Chemical glycolic peeling: Here’s a quick review!
If you are into skin rejuvenation and exfoliation, chances are high that you have heard some great things about chemical peels. It is important to understand that chemical peels available for home use are different from in-clinic chemical peeling treatments. For the uninitiated, glycolic acid is an alpha hydroxy acid, which mainly comes from natural products like sugarcane and fruits. It is mainly used for basic chemical exfoliation and works amazingly well for treating acne, hyperpigmentation, sun spots, fine lines and sun spots. In Quebec, there are many known clinics, such as Clinicare, which offer chemical glycolic peeling, and in this post, we are sharing the basics that are worth knowing.
In-office peel treatment
There are two kinds of glycolic peel treatments you can consider – at-home and in-office. The strength of the peel determines how it works on your skin. In case of in-office peel treatment, the concentration is much stronger than a standard 2% or 5% glycolic acid toner that you may use on a regular basis. There is no denying that glycolic acid peels for home use do work, but the benefits are limited, because the amount of AHA is limited. That is not the case with in-office peel treatments, where an aesthetician will be working on your skin.
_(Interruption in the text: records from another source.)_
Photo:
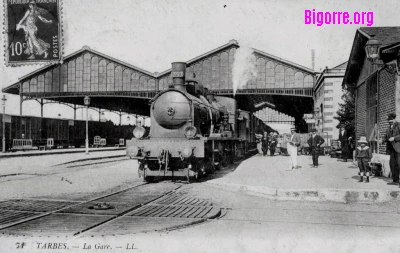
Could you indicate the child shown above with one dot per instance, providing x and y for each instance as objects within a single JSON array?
[
  {"x": 259, "y": 143},
  {"x": 363, "y": 155}
]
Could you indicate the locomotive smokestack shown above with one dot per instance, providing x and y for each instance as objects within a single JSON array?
[{"x": 178, "y": 75}]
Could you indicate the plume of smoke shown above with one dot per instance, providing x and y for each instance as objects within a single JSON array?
[{"x": 244, "y": 68}]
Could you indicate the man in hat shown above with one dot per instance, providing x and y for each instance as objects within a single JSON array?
[
  {"x": 272, "y": 143},
  {"x": 344, "y": 142},
  {"x": 363, "y": 155},
  {"x": 265, "y": 143},
  {"x": 392, "y": 139},
  {"x": 259, "y": 137},
  {"x": 292, "y": 148},
  {"x": 315, "y": 142}
]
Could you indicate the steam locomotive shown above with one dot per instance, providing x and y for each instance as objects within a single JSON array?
[{"x": 192, "y": 131}]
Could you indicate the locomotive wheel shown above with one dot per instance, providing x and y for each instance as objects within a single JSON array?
[
  {"x": 149, "y": 179},
  {"x": 192, "y": 179}
]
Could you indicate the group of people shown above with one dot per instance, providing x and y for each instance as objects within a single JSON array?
[
  {"x": 270, "y": 141},
  {"x": 314, "y": 142},
  {"x": 392, "y": 140},
  {"x": 267, "y": 142},
  {"x": 363, "y": 153}
]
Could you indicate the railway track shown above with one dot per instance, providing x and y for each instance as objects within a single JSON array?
[
  {"x": 60, "y": 168},
  {"x": 142, "y": 207}
]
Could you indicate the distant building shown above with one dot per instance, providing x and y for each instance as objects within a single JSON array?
[
  {"x": 327, "y": 96},
  {"x": 377, "y": 85}
]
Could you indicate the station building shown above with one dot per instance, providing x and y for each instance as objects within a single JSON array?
[
  {"x": 327, "y": 96},
  {"x": 374, "y": 74}
]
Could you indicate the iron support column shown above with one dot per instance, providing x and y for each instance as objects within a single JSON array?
[{"x": 87, "y": 130}]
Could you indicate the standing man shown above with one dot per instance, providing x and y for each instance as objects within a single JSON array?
[
  {"x": 265, "y": 143},
  {"x": 344, "y": 143},
  {"x": 292, "y": 148},
  {"x": 392, "y": 139},
  {"x": 315, "y": 142},
  {"x": 259, "y": 143},
  {"x": 272, "y": 143}
]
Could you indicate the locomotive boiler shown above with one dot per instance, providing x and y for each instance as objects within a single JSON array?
[{"x": 192, "y": 131}]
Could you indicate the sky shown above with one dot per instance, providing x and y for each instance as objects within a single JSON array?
[{"x": 151, "y": 34}]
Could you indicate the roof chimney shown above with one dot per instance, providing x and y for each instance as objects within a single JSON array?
[{"x": 178, "y": 75}]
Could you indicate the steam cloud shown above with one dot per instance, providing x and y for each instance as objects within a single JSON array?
[{"x": 244, "y": 68}]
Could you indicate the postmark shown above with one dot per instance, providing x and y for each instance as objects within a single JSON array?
[{"x": 32, "y": 32}]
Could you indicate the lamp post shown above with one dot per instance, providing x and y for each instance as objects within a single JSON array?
[
  {"x": 4, "y": 99},
  {"x": 87, "y": 103}
]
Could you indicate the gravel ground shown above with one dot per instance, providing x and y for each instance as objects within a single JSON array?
[{"x": 87, "y": 180}]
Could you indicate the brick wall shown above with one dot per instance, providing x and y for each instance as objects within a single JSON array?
[
  {"x": 386, "y": 102},
  {"x": 361, "y": 111}
]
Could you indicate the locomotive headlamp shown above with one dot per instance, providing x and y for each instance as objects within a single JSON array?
[
  {"x": 132, "y": 151},
  {"x": 187, "y": 152},
  {"x": 190, "y": 132},
  {"x": 139, "y": 132}
]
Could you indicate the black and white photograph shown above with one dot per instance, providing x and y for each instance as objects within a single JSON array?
[{"x": 199, "y": 126}]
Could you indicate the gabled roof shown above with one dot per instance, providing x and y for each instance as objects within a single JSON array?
[
  {"x": 386, "y": 35},
  {"x": 341, "y": 66},
  {"x": 14, "y": 88},
  {"x": 86, "y": 49},
  {"x": 284, "y": 61},
  {"x": 231, "y": 43},
  {"x": 337, "y": 71}
]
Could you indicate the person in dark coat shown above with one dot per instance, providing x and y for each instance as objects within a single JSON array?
[
  {"x": 259, "y": 143},
  {"x": 392, "y": 139},
  {"x": 344, "y": 142},
  {"x": 315, "y": 142},
  {"x": 363, "y": 155},
  {"x": 265, "y": 143},
  {"x": 272, "y": 143}
]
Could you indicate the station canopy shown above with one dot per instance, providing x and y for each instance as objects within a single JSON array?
[{"x": 115, "y": 85}]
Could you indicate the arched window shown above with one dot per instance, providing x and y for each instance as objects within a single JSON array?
[
  {"x": 56, "y": 80},
  {"x": 224, "y": 62},
  {"x": 118, "y": 78},
  {"x": 102, "y": 75},
  {"x": 94, "y": 74},
  {"x": 86, "y": 72},
  {"x": 64, "y": 78},
  {"x": 110, "y": 77},
  {"x": 298, "y": 80},
  {"x": 126, "y": 79},
  {"x": 279, "y": 77},
  {"x": 270, "y": 74},
  {"x": 308, "y": 82},
  {"x": 260, "y": 73},
  {"x": 79, "y": 74},
  {"x": 289, "y": 78}
]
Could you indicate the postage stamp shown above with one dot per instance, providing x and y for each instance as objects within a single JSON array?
[{"x": 32, "y": 31}]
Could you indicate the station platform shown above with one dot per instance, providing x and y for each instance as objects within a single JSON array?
[
  {"x": 334, "y": 180},
  {"x": 56, "y": 151}
]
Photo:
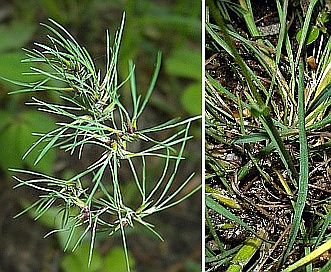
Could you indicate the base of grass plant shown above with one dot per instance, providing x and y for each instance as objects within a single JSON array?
[
  {"x": 252, "y": 177},
  {"x": 91, "y": 113}
]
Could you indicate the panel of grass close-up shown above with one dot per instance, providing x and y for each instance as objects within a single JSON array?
[
  {"x": 100, "y": 128},
  {"x": 267, "y": 135}
]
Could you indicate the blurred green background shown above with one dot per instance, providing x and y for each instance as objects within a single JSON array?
[{"x": 172, "y": 27}]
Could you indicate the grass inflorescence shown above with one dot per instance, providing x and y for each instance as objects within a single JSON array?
[{"x": 89, "y": 109}]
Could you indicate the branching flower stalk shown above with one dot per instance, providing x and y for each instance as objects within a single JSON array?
[{"x": 92, "y": 113}]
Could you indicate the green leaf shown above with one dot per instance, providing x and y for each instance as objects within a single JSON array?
[{"x": 12, "y": 67}]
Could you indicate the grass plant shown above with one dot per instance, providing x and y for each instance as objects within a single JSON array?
[
  {"x": 90, "y": 113},
  {"x": 263, "y": 125}
]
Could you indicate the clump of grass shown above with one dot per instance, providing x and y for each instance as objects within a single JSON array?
[
  {"x": 265, "y": 121},
  {"x": 91, "y": 113}
]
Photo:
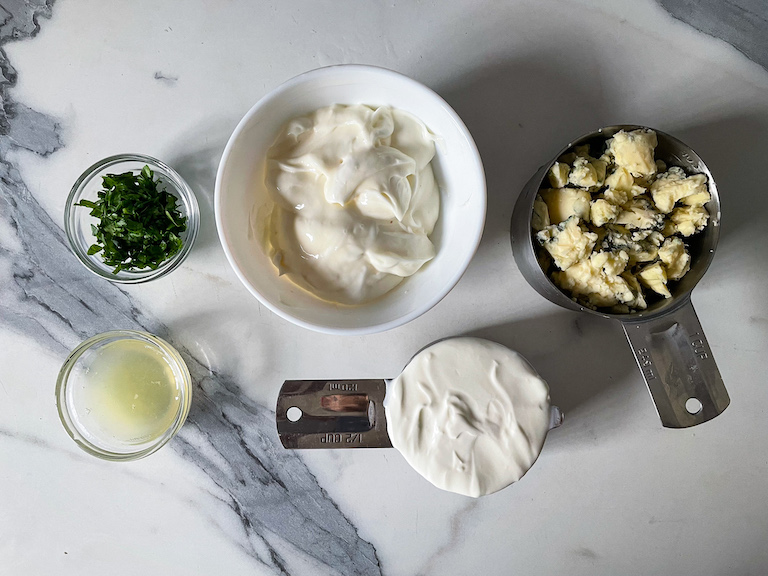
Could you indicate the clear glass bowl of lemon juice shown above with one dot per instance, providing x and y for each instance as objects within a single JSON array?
[{"x": 122, "y": 395}]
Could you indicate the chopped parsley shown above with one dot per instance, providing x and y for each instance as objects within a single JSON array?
[{"x": 139, "y": 224}]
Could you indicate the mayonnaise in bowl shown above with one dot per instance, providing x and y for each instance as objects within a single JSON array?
[{"x": 355, "y": 201}]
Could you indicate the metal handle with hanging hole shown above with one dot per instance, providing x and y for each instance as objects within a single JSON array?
[
  {"x": 332, "y": 414},
  {"x": 340, "y": 414}
]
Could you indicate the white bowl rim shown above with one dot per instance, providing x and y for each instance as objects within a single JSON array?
[{"x": 371, "y": 328}]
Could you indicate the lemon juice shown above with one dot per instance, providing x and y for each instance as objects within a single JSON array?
[{"x": 130, "y": 391}]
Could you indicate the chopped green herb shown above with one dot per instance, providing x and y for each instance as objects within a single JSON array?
[{"x": 139, "y": 224}]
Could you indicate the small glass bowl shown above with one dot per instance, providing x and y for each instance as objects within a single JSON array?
[
  {"x": 91, "y": 423},
  {"x": 78, "y": 219}
]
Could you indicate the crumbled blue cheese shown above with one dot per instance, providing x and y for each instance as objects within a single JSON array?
[
  {"x": 602, "y": 212},
  {"x": 567, "y": 242},
  {"x": 593, "y": 281},
  {"x": 641, "y": 247},
  {"x": 540, "y": 218},
  {"x": 587, "y": 172},
  {"x": 674, "y": 185},
  {"x": 562, "y": 203},
  {"x": 655, "y": 278},
  {"x": 634, "y": 151},
  {"x": 640, "y": 213},
  {"x": 612, "y": 225},
  {"x": 558, "y": 175},
  {"x": 686, "y": 220},
  {"x": 675, "y": 258}
]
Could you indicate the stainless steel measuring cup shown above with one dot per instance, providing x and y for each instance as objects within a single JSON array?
[{"x": 667, "y": 339}]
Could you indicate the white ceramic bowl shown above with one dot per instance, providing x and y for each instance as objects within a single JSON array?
[{"x": 241, "y": 199}]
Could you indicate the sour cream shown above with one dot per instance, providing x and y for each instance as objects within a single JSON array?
[
  {"x": 355, "y": 201},
  {"x": 469, "y": 415}
]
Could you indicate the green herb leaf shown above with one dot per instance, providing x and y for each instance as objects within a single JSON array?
[{"x": 139, "y": 224}]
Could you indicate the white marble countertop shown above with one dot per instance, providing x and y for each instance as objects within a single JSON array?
[{"x": 613, "y": 492}]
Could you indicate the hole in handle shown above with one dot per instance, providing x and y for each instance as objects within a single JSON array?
[{"x": 693, "y": 405}]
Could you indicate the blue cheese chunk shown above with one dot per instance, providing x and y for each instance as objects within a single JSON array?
[
  {"x": 674, "y": 185},
  {"x": 641, "y": 246},
  {"x": 595, "y": 282},
  {"x": 634, "y": 151},
  {"x": 562, "y": 203},
  {"x": 675, "y": 258},
  {"x": 655, "y": 278},
  {"x": 567, "y": 242},
  {"x": 558, "y": 175},
  {"x": 640, "y": 213},
  {"x": 686, "y": 220},
  {"x": 587, "y": 172},
  {"x": 540, "y": 219},
  {"x": 602, "y": 212}
]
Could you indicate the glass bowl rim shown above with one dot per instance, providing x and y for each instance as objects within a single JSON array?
[
  {"x": 171, "y": 354},
  {"x": 182, "y": 190}
]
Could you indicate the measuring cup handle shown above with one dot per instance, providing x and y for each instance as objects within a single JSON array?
[{"x": 678, "y": 367}]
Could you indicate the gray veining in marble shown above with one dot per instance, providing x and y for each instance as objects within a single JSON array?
[
  {"x": 233, "y": 440},
  {"x": 741, "y": 23}
]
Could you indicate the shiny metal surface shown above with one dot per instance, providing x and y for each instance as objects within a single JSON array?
[
  {"x": 666, "y": 338},
  {"x": 334, "y": 414},
  {"x": 341, "y": 414}
]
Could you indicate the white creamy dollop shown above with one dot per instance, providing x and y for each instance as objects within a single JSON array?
[
  {"x": 355, "y": 201},
  {"x": 469, "y": 415}
]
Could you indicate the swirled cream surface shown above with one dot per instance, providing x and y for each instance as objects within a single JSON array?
[
  {"x": 469, "y": 415},
  {"x": 355, "y": 201}
]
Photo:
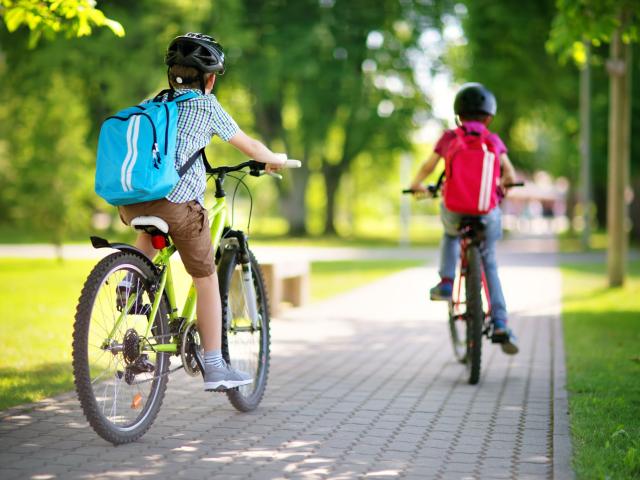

How many sessions are needed?
In case of in-office peel treatment, you may have to start easy with the concentration and see how glycolic acid, or AHAs in general, work on your skin. This is more important for those who have sensitive skin. If you have active acne or any similar skin problems, you will have to wait for your skin to heal completely before opting for chemical glycolic acid peeling. Some people may have to repeat the sessions after a few days, and your aesthetician will explain more on that.
There is no denying that glycolic acid is great start to chemical exfoliation, and with regular sessions, you will see a considerable difference in your skin texture and tone. Fine lines and pores will reduce to a large extent, and if you want, you can ask the aesthetician for a mild glycolic acid product that you can use at home. You have to introduce your skin to chemical exfoliants and see how it works, and glycolic acid is a good start to that.
There are also other kinds of chemical peel treatments, which can be considered for specific needs.